Just as there are naysayers at nearly every corner of a great idea, the potential start of an indoor medical marijuana cultivation and manufacturing facility will certainly draw from the woodwork those who believe that this facility will convert New Garden Township into a drug den of filth and lawlessness – the economic equivalent of teenage punks selling weed to stoners.

This naivete is galling to hear, and it should be stricken from the conversation, immediately. The use of cannabis for medical purposes is now legal in 31 states including Pennsylvania, as well as in Washington, D.C. and the territories of Guam and Puerto Rico.
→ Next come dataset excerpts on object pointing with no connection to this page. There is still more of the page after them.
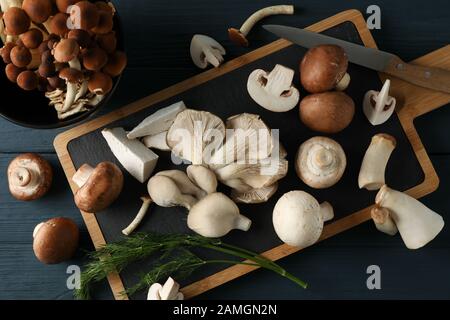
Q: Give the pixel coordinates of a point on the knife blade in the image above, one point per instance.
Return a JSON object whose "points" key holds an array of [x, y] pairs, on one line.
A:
{"points": [[427, 77]]}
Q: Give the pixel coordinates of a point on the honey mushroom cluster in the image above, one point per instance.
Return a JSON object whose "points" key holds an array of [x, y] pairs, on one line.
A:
{"points": [[65, 48]]}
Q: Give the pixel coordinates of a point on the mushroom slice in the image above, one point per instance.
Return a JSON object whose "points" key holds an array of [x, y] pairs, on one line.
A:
{"points": [[136, 158], [158, 122], [273, 91], [371, 175], [205, 50], [255, 195], [195, 135], [320, 162], [379, 106], [158, 141]]}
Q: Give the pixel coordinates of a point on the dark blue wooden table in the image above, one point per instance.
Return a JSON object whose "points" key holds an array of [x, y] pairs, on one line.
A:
{"points": [[158, 33]]}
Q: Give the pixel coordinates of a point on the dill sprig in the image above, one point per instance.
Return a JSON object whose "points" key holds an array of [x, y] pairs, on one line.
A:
{"points": [[173, 259]]}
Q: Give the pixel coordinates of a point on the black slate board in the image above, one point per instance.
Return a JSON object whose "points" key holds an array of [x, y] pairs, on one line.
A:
{"points": [[226, 96]]}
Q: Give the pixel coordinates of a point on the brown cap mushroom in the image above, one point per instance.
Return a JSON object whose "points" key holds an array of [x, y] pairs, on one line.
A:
{"points": [[29, 177], [328, 112], [12, 72], [55, 240], [100, 83], [21, 56], [27, 80], [32, 38], [16, 21], [94, 59], [116, 64], [324, 68], [84, 15], [99, 186], [38, 10]]}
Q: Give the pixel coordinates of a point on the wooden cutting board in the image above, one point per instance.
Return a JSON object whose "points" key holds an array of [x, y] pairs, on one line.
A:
{"points": [[222, 91]]}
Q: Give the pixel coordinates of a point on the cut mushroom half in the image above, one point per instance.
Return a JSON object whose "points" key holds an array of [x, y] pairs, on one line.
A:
{"points": [[273, 91], [205, 50], [239, 36], [379, 106], [372, 173]]}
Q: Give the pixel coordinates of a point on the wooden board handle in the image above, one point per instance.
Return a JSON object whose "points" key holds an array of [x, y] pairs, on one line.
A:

Further, the oils and other approved products cultivated from marijuana, commonly known as cannabinoids or CBD, are proven medical supplements that decrease the physiological effects of anxiety; improve symptoms of post-traumatic stress disorder anxiety; reduce arthritis, chronic and muscle pain, and pain caused by Multiple Sclerosis; and to alleviate the side effects caused by cancer treatment.

DeSanctis returned to the New Garden board on Oct. 15 for a second conditional use hearing, from which the board has 45 days to render its decision on whether to green light the proposed idea. While DeSanctis and Tuttleman wait on the Commonwealth to grant them a license top operate the facility, a “yes” vote by the board would serve as a sign that New Garden Township is willing to enter the new century, the new world and the new way of science and technology, full throttle.